Homestays can be arranged for way under all these prices by NTT on request.
We can for a comfortable stay arrange any of the above at prices at least $10 under rack rate. Contact us.
Agadez is not feasible at this time to book individual hotels or homestays without an itinerary and tour. This may change in the future but contact us for special arrangements. We can book on request accommodation according to almost any budget and preferences there, and there are clear over a hundred to choose from.
Going out: Places to Shop, Eat, and Drink in Niamey
Food is great in Niamey and you’ll find French flare with Saharan style, as well as plenty of foreign flavor – Chinese is the only dissapointment.
Head to the Turkish restaurant next to Turkish Airlines office for our staff favorite, or to Amandine in the downtown for Lebanese standard fare (well-done, and positively stuffed with expats).
Namaste has the best Indian cuisine, and Mango the best African.
Le Keraw is a good riverside haunt, while Makis 2000 is the place to do business lunch (expensive.)
For budget backpackers, Rangoli is a mid-priced Indian cafe where dinners will run about $20. Self-caterers should head to downtown supermarkets or to Baaklini grocery. Entrees run $6-10 in Niger, drinks $2, and sides $4-10.
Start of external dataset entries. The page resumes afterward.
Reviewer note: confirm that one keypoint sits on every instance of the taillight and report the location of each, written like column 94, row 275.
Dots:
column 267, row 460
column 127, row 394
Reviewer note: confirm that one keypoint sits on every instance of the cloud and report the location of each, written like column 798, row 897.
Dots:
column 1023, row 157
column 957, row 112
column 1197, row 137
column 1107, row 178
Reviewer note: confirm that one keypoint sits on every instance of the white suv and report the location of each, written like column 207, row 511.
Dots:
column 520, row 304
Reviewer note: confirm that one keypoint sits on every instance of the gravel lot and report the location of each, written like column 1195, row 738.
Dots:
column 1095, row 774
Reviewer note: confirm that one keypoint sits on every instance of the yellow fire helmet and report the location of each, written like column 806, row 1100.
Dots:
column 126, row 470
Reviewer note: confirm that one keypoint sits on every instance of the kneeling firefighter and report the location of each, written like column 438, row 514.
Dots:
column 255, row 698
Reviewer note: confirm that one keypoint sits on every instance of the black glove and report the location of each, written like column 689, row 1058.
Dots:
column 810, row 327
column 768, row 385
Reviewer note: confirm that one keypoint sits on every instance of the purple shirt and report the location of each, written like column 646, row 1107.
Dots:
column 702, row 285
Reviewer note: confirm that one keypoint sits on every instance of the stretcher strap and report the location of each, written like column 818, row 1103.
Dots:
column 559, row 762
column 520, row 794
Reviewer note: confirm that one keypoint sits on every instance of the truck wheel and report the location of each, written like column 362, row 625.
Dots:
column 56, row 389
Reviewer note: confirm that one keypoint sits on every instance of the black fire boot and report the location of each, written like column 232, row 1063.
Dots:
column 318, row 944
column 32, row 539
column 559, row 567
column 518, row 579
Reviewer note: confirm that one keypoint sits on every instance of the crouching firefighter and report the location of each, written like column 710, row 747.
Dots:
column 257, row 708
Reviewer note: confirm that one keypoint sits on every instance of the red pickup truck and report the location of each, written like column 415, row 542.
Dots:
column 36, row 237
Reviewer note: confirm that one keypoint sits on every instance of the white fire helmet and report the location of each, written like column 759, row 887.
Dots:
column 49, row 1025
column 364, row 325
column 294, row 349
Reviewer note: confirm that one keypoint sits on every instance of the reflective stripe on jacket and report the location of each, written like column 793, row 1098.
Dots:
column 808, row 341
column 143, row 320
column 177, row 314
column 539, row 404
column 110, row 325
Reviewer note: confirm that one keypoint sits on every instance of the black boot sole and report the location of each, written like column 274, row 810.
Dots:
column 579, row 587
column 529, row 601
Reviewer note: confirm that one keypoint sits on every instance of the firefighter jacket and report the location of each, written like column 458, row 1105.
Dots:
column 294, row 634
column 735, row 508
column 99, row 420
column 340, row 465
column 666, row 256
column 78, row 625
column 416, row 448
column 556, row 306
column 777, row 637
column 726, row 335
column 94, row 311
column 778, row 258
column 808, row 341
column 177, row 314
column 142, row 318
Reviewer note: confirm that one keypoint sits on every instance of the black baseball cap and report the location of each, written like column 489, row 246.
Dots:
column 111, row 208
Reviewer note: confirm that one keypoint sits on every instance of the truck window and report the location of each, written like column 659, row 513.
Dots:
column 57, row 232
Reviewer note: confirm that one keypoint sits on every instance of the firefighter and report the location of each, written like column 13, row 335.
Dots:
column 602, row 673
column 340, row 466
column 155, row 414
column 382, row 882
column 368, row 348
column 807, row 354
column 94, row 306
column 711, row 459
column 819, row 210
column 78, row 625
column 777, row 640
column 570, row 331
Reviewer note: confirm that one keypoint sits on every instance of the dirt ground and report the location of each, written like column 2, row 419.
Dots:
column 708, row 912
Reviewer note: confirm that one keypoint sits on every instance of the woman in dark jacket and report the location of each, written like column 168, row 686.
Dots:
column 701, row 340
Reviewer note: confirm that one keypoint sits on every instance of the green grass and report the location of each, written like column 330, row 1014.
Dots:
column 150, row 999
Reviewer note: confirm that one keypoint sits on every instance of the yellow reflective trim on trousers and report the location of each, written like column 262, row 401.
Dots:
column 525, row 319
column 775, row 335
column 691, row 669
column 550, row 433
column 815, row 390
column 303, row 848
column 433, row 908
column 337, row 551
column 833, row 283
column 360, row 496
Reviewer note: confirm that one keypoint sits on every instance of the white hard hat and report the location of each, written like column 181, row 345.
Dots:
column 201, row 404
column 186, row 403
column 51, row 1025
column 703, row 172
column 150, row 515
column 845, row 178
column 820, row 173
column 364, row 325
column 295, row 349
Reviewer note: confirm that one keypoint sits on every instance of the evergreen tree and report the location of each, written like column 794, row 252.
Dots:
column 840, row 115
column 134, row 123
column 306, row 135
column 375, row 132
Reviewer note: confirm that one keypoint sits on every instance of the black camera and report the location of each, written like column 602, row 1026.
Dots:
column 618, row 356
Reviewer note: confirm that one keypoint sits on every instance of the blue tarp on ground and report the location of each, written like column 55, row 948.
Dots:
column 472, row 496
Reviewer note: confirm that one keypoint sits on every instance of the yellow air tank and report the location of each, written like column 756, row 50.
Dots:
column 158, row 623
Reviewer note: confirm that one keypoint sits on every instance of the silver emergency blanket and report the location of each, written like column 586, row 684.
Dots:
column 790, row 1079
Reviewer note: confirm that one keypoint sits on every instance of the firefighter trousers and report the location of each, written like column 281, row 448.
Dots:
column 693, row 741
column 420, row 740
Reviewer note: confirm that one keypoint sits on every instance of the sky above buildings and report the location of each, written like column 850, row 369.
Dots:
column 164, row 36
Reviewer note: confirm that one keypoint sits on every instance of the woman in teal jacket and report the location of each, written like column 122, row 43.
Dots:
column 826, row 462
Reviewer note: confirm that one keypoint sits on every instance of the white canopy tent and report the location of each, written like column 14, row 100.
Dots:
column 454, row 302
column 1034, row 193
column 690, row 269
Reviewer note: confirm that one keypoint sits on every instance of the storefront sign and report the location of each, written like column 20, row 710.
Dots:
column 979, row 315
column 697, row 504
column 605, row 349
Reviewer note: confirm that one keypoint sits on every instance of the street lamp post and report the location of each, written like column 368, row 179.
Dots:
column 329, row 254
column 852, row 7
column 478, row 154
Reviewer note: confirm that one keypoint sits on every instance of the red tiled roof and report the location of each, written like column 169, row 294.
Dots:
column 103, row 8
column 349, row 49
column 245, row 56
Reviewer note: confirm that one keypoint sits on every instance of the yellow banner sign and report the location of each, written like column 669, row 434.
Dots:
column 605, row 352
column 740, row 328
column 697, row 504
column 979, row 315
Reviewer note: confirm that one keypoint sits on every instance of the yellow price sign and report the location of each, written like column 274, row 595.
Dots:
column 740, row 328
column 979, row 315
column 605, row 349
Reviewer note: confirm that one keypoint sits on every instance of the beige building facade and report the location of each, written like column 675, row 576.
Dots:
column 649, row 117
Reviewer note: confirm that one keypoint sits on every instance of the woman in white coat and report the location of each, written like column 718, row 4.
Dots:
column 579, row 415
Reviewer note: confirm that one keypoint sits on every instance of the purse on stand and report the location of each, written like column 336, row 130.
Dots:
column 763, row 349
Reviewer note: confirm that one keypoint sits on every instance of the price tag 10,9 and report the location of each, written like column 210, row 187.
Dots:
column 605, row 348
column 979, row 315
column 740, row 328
When it comes to bars the choices are manifold. La terasse (staff pick) is the best bar on the river. Elysee is a popular place for weekends. Moki, run by the one and only Amina, is also a staff pick and our favorite, and very chill for foreigners and locals to relax, dance, or meet.
There is plenty of dancing at Le Rivaled, but Le closh and Le toulosian should both be avoided for their past history of violence and kidnapping.